The Milan Hybrid comes to market with technology designed to help drivers operate the car in a more efficient manner. Competitors include the Toyota Camry Hybrid and Chevrolet Malibu Hybrid.
The gas-only Milan, which was redesigned for 2010, is covered separately in the Cars.com Research section.
The new Milan Hybrid joins an updated version of the gas-only midsize sedan and features similar styling. It has a waterfall grille as well as a restyled hood, headlights and front bumper. Despite the numerous changes to the Milan's exterior, the relatively conservative design might get lost in the large crowd that is the midsize sedan segment.
The Milan Hybrid has a few exterior cues that will tip onlookers off that they aren't looking at a regular Milan. The hybrid has badges on the front doors and trunklid, plus special 17-inch wheels.
The general appearance of the Milan Hybrid's cabin hews closely to the regular model's, which gains a more premium appearance compared to its predecessor. The seat fabric in the Milan Hybrid is made from recycled materials.
The hybrid has a unique gauge cluster called SmartGauge with EcoGuide that's designed to help drivers save fuel. Efficiency gauges have been done before, but the Milan Hybrid's instrument panel takes it to a new level in production cars. It features two LCD screens separated by a traditional speedometer. The screens can be configured to show the driver a limited set of information about the hybrid system or increasingly detailed data. One of the more interesting graphical features available is an animated vine that grows more leaves as the car is driven more efficiently.

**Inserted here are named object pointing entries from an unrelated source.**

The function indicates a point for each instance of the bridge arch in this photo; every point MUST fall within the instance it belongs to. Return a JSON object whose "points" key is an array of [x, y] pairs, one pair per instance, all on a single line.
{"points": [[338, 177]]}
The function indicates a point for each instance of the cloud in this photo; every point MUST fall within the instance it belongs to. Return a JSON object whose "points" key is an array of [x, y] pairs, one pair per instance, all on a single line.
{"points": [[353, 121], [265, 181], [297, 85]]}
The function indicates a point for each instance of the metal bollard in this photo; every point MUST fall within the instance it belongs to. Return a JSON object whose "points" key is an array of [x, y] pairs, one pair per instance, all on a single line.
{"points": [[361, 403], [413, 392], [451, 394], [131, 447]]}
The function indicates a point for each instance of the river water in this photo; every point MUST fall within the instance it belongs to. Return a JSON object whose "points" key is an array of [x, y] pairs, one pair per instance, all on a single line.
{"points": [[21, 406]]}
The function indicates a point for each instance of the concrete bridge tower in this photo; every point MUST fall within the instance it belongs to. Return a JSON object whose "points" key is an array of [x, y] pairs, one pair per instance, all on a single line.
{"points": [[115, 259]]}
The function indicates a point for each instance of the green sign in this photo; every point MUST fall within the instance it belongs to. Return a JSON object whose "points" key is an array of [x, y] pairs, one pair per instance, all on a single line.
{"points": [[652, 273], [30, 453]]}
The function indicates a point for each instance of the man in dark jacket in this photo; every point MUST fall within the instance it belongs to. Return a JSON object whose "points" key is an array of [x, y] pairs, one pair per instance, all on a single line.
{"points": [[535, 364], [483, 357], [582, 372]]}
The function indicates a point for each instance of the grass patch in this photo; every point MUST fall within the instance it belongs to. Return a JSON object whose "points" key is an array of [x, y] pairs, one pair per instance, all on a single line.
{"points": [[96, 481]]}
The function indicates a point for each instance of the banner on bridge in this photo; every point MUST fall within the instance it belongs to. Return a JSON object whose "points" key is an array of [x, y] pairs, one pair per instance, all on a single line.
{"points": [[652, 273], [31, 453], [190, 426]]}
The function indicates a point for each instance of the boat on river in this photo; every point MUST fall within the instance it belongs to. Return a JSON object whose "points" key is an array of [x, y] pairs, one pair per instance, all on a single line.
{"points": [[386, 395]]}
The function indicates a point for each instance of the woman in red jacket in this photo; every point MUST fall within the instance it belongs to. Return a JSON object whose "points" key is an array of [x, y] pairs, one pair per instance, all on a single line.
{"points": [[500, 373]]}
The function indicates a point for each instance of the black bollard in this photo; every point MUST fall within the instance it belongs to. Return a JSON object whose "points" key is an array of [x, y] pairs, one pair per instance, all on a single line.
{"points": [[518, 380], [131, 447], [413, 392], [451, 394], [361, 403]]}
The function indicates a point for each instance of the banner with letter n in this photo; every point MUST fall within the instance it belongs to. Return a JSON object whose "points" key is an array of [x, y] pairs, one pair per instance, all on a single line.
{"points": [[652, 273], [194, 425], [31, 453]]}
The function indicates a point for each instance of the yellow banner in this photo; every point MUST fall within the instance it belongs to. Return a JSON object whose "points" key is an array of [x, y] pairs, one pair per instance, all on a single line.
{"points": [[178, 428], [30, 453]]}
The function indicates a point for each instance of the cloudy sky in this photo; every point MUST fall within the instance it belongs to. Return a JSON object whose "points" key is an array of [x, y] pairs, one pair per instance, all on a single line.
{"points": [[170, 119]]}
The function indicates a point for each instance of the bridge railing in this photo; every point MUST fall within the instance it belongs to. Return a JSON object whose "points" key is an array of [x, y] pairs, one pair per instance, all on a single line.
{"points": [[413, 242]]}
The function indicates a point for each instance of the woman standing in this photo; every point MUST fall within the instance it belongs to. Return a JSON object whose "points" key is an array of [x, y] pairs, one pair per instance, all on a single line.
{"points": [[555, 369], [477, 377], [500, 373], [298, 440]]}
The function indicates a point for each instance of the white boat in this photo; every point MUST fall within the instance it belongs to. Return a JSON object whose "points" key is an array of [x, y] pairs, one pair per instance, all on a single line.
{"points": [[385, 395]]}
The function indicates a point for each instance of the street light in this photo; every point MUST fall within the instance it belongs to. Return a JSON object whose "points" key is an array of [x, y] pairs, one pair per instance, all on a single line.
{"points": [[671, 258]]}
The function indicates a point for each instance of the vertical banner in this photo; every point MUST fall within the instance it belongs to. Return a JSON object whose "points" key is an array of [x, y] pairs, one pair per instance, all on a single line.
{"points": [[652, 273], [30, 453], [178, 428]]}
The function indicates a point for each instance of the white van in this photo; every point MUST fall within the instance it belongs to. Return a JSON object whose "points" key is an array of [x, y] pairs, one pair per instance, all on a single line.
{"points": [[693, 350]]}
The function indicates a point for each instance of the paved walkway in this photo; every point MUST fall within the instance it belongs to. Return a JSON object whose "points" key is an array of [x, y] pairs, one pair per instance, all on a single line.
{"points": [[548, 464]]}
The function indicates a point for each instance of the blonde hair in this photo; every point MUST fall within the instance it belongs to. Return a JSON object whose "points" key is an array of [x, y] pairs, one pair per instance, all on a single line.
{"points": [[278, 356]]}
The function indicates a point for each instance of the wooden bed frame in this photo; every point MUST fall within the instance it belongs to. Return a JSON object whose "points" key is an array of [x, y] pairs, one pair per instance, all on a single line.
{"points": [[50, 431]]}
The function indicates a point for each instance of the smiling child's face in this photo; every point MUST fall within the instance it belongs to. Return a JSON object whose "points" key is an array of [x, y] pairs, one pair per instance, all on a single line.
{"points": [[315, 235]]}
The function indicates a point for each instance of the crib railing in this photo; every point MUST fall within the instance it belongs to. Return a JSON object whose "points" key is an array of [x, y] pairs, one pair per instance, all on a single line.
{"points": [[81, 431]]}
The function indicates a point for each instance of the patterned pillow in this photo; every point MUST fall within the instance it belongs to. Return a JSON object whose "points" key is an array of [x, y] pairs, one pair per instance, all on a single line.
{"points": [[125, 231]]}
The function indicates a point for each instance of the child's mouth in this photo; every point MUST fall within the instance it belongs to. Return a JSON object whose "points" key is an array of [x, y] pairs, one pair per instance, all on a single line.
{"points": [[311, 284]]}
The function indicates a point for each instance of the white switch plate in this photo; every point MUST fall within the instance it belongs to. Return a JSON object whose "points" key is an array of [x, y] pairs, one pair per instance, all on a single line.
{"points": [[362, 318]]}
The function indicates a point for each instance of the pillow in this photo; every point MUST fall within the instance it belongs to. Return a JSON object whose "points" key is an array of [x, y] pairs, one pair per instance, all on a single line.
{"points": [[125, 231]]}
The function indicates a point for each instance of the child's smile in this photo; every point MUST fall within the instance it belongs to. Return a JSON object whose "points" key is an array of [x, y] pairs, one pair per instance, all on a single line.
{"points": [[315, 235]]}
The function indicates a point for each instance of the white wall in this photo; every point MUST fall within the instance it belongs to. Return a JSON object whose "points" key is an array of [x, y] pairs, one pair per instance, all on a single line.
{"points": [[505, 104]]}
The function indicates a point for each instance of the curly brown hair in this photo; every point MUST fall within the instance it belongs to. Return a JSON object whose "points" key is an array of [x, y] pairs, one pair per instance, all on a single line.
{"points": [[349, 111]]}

The hybrid can have an available navigation system that features Sirius Travel Link technology. In addition to traffic information, Travel Link can show local gas prices and movie times. Standard features include rear parking sensors and a 110-volt household power plug.
Under the Hood
The Milan Hybrid is powered by a 2.5-liter four-cylinder engine and an electric motor. A continuously variable automatic transmission sends power to the wheels. This is a fairly conventional setup for a hybrid, but the Milan Hybrid's system differs from current competitors in a key way: While many hybrids are limited to electric-only operation to speeds around 25 mph, Mercury says the Milan Hybrid can travel on electric power alone up to 47 mph. Obviously, conditions must be favorable to allow for this type of operation, but it offers the potential for notable gas savings. Mercury says the Milan Hybrid will have a city fuel economy rating that's at least 6 mpg higher than the Camry Hybrid's rating, which would make it at least 39 mpg. That's quite an improvement over an efficient competitor. The claimed range for the Milan Hybrid in city driving — around 700 miles — is equally impressive.
Standard safety features include all-disc antilock brakes, side-impact airbags for the front seats, side curtain airbags, a driver's knee airbag and an electronic stability system.